Post-cracking ductility of fibre reinforced concrete linings in combined bending and compression

• Published in: Tunnelling and underground space technology Vol. 76; pp. 1 - 9
• Main Authors: Gilbert, Raymond Ian, Bernard, Erik Stefan
• Format: Journal Article
• Language: English
• Published: Oxford Elsevier Ltd 01.06.2018; Elsevier BV
• Subjects: Axial forces; Axial stress; Compressive properties; Crack propagation; Cracks; Deformation mechanisms; Ductility; Fiber reinforced concretes; Fiber reinforcement; Formability; Load distribution (forces); Performance tests; Reinforced concrete; Sprayed concrete; Strain hardening; Stress concentration; Tunnel linings; Tunnels; Ultimate loads
• ISSN: 0886-7798; 1878-4364
• DOI: 10.1016/j.tust.2018.02.010

It is often assumed that the post-crack ductility of Fibre Reinforced Concrete (FRC) and Shotcrete (FRS) is wholly defined by the result obtained in a standard flexural performance test such as ASTM C1609/C1609M or EN14651. However, the results revealed by these tests are only valid for the case of pure bending and do not incorporate the effects induced by the possible presence of an axial force within a member.
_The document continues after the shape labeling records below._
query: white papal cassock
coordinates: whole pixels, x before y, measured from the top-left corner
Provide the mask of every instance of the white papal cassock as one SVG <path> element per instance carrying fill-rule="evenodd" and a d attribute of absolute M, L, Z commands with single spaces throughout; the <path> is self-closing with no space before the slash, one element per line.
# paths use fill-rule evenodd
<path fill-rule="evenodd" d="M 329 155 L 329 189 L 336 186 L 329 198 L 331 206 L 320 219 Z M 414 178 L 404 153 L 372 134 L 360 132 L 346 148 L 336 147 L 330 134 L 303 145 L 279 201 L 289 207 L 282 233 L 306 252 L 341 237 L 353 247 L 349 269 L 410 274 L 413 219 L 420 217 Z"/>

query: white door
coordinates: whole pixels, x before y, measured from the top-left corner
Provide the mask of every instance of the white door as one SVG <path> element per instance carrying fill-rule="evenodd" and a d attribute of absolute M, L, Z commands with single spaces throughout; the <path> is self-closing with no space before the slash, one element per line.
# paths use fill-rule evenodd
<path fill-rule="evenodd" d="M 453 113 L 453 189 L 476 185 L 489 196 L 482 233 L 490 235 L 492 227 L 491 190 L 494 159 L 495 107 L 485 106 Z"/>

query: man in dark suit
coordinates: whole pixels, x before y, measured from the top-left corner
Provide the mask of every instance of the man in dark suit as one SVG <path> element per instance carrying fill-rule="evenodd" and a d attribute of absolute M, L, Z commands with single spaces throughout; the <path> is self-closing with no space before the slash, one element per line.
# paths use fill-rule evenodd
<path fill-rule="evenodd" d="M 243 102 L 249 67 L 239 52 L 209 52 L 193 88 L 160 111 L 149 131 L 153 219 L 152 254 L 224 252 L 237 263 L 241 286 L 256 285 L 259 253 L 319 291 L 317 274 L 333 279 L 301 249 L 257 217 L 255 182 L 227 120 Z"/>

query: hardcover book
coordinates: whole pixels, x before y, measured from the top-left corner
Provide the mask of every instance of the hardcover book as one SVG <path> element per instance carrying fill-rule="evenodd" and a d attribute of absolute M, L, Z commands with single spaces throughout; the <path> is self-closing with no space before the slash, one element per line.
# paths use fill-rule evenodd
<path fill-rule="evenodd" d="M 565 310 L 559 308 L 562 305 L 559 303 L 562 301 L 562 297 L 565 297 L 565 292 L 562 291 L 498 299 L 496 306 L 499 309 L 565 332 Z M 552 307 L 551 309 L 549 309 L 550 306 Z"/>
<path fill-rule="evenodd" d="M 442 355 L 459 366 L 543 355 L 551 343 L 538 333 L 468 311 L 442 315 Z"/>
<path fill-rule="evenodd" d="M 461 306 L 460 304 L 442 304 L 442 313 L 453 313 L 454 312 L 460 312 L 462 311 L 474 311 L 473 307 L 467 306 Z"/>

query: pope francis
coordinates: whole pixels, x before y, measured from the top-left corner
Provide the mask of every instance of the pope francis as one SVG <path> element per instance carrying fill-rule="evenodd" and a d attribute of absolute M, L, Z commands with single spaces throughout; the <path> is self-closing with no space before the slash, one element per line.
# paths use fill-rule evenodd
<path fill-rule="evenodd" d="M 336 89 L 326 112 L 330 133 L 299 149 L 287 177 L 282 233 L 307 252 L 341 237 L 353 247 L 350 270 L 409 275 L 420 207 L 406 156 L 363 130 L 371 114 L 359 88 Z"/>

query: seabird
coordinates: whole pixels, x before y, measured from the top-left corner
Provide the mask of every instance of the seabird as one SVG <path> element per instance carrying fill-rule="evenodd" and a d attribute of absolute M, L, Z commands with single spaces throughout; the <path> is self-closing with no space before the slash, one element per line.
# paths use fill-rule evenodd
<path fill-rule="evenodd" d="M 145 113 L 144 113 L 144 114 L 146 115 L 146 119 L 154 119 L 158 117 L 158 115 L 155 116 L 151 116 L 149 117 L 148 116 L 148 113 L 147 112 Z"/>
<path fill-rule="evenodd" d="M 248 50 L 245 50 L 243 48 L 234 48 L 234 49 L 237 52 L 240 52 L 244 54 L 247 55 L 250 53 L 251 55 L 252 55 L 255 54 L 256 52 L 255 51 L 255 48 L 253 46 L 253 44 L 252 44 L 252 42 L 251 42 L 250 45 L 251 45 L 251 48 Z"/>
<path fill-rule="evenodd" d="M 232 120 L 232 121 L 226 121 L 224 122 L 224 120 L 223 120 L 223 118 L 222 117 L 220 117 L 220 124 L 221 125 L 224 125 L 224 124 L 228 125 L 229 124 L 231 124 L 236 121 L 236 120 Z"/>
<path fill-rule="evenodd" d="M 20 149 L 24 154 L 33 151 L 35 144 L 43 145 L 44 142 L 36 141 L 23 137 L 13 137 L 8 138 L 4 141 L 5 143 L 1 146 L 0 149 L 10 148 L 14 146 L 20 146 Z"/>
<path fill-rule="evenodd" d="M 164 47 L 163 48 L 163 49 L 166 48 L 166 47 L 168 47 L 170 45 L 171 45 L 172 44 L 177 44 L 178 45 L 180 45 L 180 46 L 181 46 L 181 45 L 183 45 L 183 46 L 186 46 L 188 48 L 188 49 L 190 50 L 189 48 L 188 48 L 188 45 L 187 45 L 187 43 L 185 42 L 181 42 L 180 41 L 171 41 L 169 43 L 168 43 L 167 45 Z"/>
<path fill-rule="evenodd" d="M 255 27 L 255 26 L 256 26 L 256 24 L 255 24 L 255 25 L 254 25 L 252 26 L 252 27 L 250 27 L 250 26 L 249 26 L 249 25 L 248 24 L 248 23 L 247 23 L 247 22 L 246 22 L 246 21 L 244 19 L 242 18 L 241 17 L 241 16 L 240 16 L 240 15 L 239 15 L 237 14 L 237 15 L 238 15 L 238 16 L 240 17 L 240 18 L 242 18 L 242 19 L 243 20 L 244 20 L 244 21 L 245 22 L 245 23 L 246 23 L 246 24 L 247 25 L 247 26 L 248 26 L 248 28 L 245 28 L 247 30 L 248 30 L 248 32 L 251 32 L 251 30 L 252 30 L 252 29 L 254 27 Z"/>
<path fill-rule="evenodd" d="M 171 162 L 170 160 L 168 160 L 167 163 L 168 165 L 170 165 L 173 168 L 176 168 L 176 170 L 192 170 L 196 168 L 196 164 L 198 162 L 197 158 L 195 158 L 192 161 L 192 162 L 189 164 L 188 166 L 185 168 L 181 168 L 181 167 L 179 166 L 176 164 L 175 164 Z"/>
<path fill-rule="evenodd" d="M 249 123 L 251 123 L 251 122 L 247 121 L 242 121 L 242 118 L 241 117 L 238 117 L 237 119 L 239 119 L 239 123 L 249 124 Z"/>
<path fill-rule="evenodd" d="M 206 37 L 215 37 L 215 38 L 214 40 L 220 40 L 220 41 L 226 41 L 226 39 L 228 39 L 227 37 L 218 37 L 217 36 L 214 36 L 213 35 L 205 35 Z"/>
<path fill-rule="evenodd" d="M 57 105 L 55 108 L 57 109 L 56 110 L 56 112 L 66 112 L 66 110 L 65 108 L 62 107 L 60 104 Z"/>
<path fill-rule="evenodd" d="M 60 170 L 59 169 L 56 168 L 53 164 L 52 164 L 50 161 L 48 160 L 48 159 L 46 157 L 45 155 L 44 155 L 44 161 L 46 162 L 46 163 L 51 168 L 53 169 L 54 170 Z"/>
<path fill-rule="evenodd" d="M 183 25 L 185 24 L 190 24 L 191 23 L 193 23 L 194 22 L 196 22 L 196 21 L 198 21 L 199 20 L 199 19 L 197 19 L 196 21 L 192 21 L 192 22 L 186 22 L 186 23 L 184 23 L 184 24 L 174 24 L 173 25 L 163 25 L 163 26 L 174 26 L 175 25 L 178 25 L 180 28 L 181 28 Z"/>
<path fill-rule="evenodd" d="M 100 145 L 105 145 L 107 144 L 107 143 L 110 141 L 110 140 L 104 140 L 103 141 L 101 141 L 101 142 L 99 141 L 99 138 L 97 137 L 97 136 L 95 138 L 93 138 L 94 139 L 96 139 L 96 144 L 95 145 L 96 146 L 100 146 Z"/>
A compressive axial force will substantially change the distribution of stress across a section subject to bending, and this will delay cracking, control the propagation of cracks when they occur and increase deformability, and hence ductility. The current investigation examines how an axial compressive stress changes the ductility of FRC and FRS tunnel linings, giving rise to post-crack strain hardening flexural behaviour in linings that otherwise exhibit strain-softening behaviour in standard flexural tests. The outcome has significant implications with respect to design, because enhanced ductility can thereby be exploited for moment re-distribution at ultimate load even for relatively economical levels of fibre reinforcement in concrete tunnel linings.